Category Archives: The Media

Herald Does Gables Election

The Miami Herald does a long ‘process’ story about the elections coming up in Coral Gables and Miami Shores. It’s mostly about how there have been unprecedented expenditures and unprecedented negative campaigning. It’s a long story, and it’s in the print edition as well as online — probably more column inches then ever devoted to any of the issues in this election.

Two items of special interest. First, the Herald has found out something about the mysterious mailers (cf. Electioneering Report — April 8, 2011 (Update 4)):

According to a Statement of Electioneering Communication filed with the city of Coral Gables, Jordan Behlman is the committee’s chairman. When contacted by The Miami Herald on Friday, Behlman would not comment about his involvement with the group. Behlman, 30, is a registered student at the University of Miami School of Law.

The mailer’s return address is 3606 S. Waverly Cir., Tampa, which Behlman listed as his permanent address on the electioneering statement. It’s the address of Behlman’s parents. Behlman’s mother, Jaynee, said Friday they have nothing to do with Coral Gables.

“I don’t know what’s going on in Coral Gables,’’ she said. “I don’t know who got my address, but they’re using it without my permission.”

She said her son is not living at home and that she was approached by a private detective this week who said he was looking into the committee.

“He scared me to death,” she said.

The Committee for Coral Gables’ Future is not registered with the Florida Division of Elections. According to the statement of electioneering communication, the purpose of the organization is to, “support and oppose candidates in Coral Gables municipal elections.”

(Incidentally, as far as I can recall, I’ve never met this student.)

Second, they quote me (without giving the name of this blog or the URL). Ironically the point of my quote is that I wish they wrote more about issues and less about process.

“It’s always a struggle in municipal elections to figure out what the issues are and what the candidates’ stances are,” said Michael Froomkin, who has lived in Coral Gables for 19 years. A University of Miami law professor, Froomkin writes a popular blog that has chronicled the campaign.

“Certainly the high budgets and the negative mailers are what have attracted the media’s attention,” he said.

Indeed.

Posted in Coral Gables, The Media | 1 Comment

Palm Beach Post on Judicial Reactions to the Foreclosure Crisis

I’m quoted talking about the virtues of having judges look carefully at foreclosure cases instead of rubber-stamping them in the Palm Beach Post’s, Foreclosure crisis: Fed-up judges crack down disorder in the courts written by Christine Stapleton and Kimberly Miller.

Posted in Econ & Money: Mortgage Mess, The Media | Comments Off on Palm Beach Post on Judicial Reactions to the Foreclosure Crisis

Florida as Journalistic Paradise

The editor of the Sarasota Herald-Tribune, on Florida’s Gulf Coast, is reported (!) to have issued what is widely being called the world’s greatest journalism job announcement touting the virtues of their newsroom — and the joy of reporting in the target-rich environment which is Florida.

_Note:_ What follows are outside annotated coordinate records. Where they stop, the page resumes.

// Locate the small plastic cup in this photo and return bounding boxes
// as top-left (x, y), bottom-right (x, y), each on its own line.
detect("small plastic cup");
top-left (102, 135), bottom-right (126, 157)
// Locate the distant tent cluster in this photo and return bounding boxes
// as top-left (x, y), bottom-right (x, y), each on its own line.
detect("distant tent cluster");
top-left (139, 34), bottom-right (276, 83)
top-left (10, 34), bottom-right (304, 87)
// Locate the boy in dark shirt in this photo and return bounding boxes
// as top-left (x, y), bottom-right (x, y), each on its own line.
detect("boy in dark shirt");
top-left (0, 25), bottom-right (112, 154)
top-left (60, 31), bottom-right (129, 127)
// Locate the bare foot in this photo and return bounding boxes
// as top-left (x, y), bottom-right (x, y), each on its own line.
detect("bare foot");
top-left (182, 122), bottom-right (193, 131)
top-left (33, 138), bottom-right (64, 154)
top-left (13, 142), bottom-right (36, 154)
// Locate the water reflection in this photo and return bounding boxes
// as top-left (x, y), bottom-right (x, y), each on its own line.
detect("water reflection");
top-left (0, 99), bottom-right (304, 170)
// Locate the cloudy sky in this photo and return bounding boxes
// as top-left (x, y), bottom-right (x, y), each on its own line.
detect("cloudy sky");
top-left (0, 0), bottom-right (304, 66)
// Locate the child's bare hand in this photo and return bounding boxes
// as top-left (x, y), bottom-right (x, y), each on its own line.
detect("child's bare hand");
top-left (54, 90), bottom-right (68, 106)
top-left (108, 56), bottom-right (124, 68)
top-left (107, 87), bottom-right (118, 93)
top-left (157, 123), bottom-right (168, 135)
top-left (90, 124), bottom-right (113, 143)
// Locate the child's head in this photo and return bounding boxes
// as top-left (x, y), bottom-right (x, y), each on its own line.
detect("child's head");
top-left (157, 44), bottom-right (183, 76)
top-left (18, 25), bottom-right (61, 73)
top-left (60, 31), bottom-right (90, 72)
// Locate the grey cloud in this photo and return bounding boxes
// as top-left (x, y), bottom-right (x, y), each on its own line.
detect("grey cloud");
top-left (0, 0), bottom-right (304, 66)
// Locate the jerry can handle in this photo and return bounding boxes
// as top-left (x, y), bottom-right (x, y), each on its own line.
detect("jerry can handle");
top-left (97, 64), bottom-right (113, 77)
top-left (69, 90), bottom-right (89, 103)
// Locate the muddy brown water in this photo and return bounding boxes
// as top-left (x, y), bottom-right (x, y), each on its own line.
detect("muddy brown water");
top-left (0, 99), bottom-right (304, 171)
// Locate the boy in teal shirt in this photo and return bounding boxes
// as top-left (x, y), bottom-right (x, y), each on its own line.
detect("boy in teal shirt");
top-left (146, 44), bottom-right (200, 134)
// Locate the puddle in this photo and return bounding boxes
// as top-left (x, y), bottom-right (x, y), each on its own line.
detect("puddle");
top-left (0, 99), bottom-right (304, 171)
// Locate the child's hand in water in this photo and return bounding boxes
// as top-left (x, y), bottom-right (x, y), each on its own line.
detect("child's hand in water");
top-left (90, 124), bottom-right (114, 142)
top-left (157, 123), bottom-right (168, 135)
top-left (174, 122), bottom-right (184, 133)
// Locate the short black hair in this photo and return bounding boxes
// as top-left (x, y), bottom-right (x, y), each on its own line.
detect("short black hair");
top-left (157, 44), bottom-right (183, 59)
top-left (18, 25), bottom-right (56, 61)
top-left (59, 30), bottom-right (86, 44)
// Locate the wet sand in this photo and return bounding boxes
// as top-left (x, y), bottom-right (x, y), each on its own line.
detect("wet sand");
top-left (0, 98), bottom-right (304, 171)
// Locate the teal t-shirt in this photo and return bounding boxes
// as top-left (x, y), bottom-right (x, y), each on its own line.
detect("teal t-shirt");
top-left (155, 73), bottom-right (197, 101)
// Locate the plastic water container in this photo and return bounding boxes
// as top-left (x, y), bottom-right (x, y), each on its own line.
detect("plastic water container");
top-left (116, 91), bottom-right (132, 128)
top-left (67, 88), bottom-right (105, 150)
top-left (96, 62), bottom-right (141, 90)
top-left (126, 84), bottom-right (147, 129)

We want to add some talent to the Sarasota Herald-Tribune investigative team. Every serious candidate should have a proven track record of conceiving, reporting and writing stellar investigative pieces that provoke change. However, our ideal candidate has also cursed out an editor, had spokespeople hang up on them in anger and threatened to resign at least once because some fool wanted to screw around with their perfect lede.

We do a mix of quick hit investigative work when events call for it and mini-projects that might run for a few days. But every year we like to put together a project way too ambitious for a paper our size because we dream that one day Walt Bogdanich will have to say: “I can’t believe the Sarasota Whatever-Tribune cost me my 20th Pulitzer.” As many of you already know, those kinds of projects can be hellish, soul-sucking, doubt-inducing affairs. But if you’re the type of sicko who likes holing up in a tiny, closed office with reporters of questionable hygiene to build databases from scratch by hand-entering thousands of pages of documents to take on powerful people and institutions that wish you were dead, all for the glorious reward of having readers pick up the paper and glance at your potential prize-winning epic as they flip their way to the Jumble … well, if that sounds like journalism Heaven, then you’re our kind of sicko.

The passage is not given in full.